Ok, lesson learned. Notaries—don’t forget to fill in the name of the person who signed the mortgage.
Then, in 2013, an appellate bankruptcy court muddied the waters even further in the case of Shawn and Annemarie Kelley. The court invalidated the Kelleys’ mortgage that was signed under a power of attorney because the certificate of acknowledgement indicated that the individual who signed the mortgage on behalf of Mr. and Mrs. Kelley acknowledged that she did so as her own free act (i.e., the free act of the person who physically put pen to paper). The court found that the acknowledgement should have said that she signed it as the free act and deed of the persons on whose behalf she was signing (i.e., the Kelleys). Not only that, but the certificate of acknowledgement on the offending mortgage mirrored (more or less) the form certificate of acknowledgement contained in an Executive Order issued by the Governor of Massachusetts (which effectively served as the Massachusetts manual for notaries public). The court didn’t care, and essentially found that the form used (i.e., the form that the Governor ordered that all notaries should use) was incorrect.
The court invalidated the Kelleys’ mortgage that was signed under a power of attorney…

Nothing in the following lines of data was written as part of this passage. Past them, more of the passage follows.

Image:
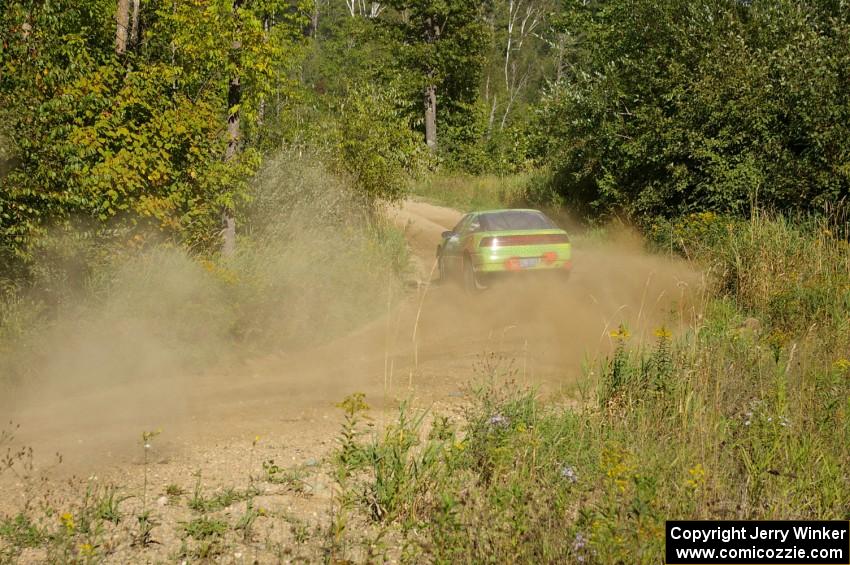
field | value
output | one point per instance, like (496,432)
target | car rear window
(515,220)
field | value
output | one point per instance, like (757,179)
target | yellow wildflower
(621,333)
(68,521)
(697,476)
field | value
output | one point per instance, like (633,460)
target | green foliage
(138,138)
(442,44)
(676,107)
(374,143)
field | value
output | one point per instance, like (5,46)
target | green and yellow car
(491,243)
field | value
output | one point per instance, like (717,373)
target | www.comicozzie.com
(762,542)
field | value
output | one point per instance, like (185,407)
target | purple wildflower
(497,420)
(568,472)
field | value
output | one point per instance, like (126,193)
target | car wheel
(471,281)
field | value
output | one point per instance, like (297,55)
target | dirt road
(423,348)
(218,427)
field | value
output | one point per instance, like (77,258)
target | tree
(138,138)
(441,47)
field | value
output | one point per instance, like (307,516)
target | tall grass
(745,415)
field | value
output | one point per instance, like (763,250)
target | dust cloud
(142,361)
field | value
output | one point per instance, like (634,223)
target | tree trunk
(122,23)
(431,116)
(234,97)
(134,28)
(314,20)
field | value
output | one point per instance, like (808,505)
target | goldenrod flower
(697,476)
(68,521)
(621,334)
(663,333)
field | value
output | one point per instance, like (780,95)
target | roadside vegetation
(172,173)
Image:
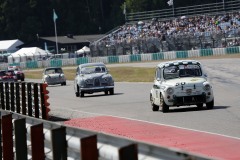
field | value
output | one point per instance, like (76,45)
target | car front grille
(97,82)
(190,99)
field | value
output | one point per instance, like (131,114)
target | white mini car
(53,76)
(180,83)
(91,78)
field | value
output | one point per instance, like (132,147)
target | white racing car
(91,78)
(180,83)
(53,76)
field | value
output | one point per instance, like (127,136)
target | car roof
(53,68)
(177,62)
(92,64)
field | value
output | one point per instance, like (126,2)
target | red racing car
(19,73)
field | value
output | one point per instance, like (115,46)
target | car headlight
(207,87)
(170,90)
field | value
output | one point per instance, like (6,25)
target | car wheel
(111,91)
(200,105)
(81,94)
(165,108)
(210,105)
(154,107)
(77,93)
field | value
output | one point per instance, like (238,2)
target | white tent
(27,54)
(83,50)
(10,46)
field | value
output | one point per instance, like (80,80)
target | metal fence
(209,9)
(30,138)
(26,98)
(178,42)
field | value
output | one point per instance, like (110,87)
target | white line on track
(154,123)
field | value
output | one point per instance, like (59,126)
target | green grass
(120,74)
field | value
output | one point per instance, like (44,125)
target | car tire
(81,94)
(154,107)
(77,93)
(200,105)
(111,91)
(210,105)
(163,105)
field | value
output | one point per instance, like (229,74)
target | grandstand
(212,25)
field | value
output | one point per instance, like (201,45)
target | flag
(54,16)
(124,9)
(170,2)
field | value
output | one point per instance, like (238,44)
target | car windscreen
(2,73)
(53,71)
(93,69)
(188,70)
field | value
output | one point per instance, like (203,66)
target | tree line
(29,19)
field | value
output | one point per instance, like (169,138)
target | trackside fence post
(12,96)
(29,97)
(37,141)
(17,93)
(44,101)
(89,148)
(23,90)
(128,152)
(59,143)
(7,96)
(2,95)
(36,101)
(7,137)
(20,139)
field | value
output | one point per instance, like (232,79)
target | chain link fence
(176,42)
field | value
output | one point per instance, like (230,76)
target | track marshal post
(44,101)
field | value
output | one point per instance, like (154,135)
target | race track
(131,102)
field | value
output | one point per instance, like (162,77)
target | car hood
(186,81)
(55,75)
(95,75)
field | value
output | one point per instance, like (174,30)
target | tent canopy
(83,50)
(31,51)
(27,54)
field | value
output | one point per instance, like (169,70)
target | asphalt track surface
(214,133)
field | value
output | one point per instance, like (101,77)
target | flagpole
(55,32)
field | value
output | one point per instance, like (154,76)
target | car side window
(158,73)
(78,71)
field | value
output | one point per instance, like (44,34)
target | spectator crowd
(227,23)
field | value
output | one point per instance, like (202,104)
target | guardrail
(26,98)
(127,58)
(31,138)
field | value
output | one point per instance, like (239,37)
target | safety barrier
(25,98)
(129,58)
(30,138)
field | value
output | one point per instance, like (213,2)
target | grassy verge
(120,74)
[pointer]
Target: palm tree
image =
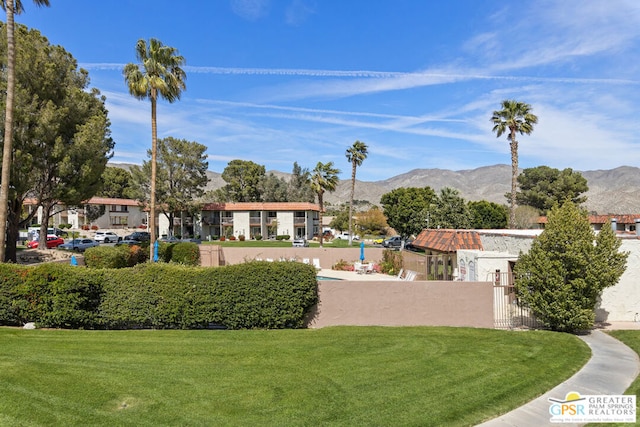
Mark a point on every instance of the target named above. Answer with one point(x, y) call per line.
point(324, 178)
point(159, 74)
point(11, 7)
point(355, 155)
point(515, 117)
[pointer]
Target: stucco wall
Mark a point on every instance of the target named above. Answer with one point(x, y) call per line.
point(400, 303)
point(622, 301)
point(327, 256)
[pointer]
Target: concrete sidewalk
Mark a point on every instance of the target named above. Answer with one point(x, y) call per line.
point(612, 368)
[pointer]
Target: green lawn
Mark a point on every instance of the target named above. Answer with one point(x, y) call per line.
point(631, 339)
point(333, 376)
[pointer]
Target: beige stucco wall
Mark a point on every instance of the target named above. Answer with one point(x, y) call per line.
point(400, 303)
point(327, 256)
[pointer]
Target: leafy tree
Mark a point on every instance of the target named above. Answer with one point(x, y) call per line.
point(11, 7)
point(542, 187)
point(407, 209)
point(487, 215)
point(373, 221)
point(159, 74)
point(181, 176)
point(300, 185)
point(117, 183)
point(356, 154)
point(61, 134)
point(274, 189)
point(323, 179)
point(567, 269)
point(515, 117)
point(450, 210)
point(243, 178)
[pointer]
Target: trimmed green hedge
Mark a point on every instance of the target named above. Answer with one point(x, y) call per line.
point(250, 295)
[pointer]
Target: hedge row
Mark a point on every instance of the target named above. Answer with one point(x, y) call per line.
point(186, 253)
point(165, 296)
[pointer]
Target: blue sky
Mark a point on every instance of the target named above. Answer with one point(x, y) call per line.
point(278, 81)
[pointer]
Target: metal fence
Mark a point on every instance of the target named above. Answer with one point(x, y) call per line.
point(508, 314)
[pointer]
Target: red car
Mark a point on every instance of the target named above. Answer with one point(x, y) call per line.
point(53, 241)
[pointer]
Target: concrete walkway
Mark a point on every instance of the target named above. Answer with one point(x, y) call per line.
point(611, 370)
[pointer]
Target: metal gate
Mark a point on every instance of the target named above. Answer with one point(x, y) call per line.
point(507, 313)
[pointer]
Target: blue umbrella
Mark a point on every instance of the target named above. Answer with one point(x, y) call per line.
point(155, 251)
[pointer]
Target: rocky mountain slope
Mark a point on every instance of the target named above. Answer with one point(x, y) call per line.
point(615, 191)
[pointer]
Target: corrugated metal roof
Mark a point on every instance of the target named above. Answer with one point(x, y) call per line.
point(444, 240)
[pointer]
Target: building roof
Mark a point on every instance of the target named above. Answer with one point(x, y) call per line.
point(444, 240)
point(602, 219)
point(261, 206)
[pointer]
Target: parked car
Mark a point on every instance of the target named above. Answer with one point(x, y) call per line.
point(53, 241)
point(345, 236)
point(79, 245)
point(300, 242)
point(129, 242)
point(393, 242)
point(107, 236)
point(141, 236)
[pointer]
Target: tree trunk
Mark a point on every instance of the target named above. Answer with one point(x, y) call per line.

Well, I can only guess that the Massachusetts legislature thought this state of affairs was a little silly (as do I, if you couldn’t tell from the tone of the preceding paragraph). On October 6, 2016, a new statute was passed in Massachusetts called “An Act Regulating Notaries Public to Protect Consumers and the Validity and Effectiveness of Recorded Instruments.” The statute seeks to accomplish a few very important things. First of all, it essentially replaces the old notary law with the Executive Order referenced above (the one that the court said had incorrect notarial forms). In other words, the legislature deleted the old statute and (more or less) copied and pasted the Executive Order in its place. Now there can be almost no argument (but you know us lawyers and our wacky arguments) that the forms promulgated by the Governor are not sufficient—the Executive Order and the statutory forms are almost identical. Second, the Act is explicit that notaries public may use the new statutory forms, but that the existence of those forms “shall not preclude the use of any other forms lawfully used as required or authorized by any general or special law or any regulation or executive order regulating notaries public.” Third, the new law explicitly states that the certificate of acknowledgement is not invalid if it acknowledges “the voluntary act of an individual executing a document in a representative capacity [presumably including persons acting under power of attorney as well as officers/members/managers signing on behalf of a corporation or limited liability company] but fail[s] to acknowledge the deed or instrument as the voluntary or free act of the principal or grantor,” directly overruling the holding in the Kelley case.
The new statute comes into effect on or about January 4, 2017.
So, the moral of this story is (a) the Massachusetts legislature just gave us some wiggle room when it comes to notarizing mortgages and deeds (but just a little wiggle room; note, for example, the new statute does not necessarily solve the problem noted in the introductory paragraph above) and (b), Massachusetts has new statutory forms for acknowledgements, oaths (jurats), etc. These new statutory forms may or may not be consistent with many banks’ current forms, depending whether they use the old forms from the Executive Order (which are mostly, but not entirely, identical), whether they use the old statutory forms (which remain acceptable for use), or whether they use some hybrid (which some banks may have adopted in the wake of Kelley and related cases).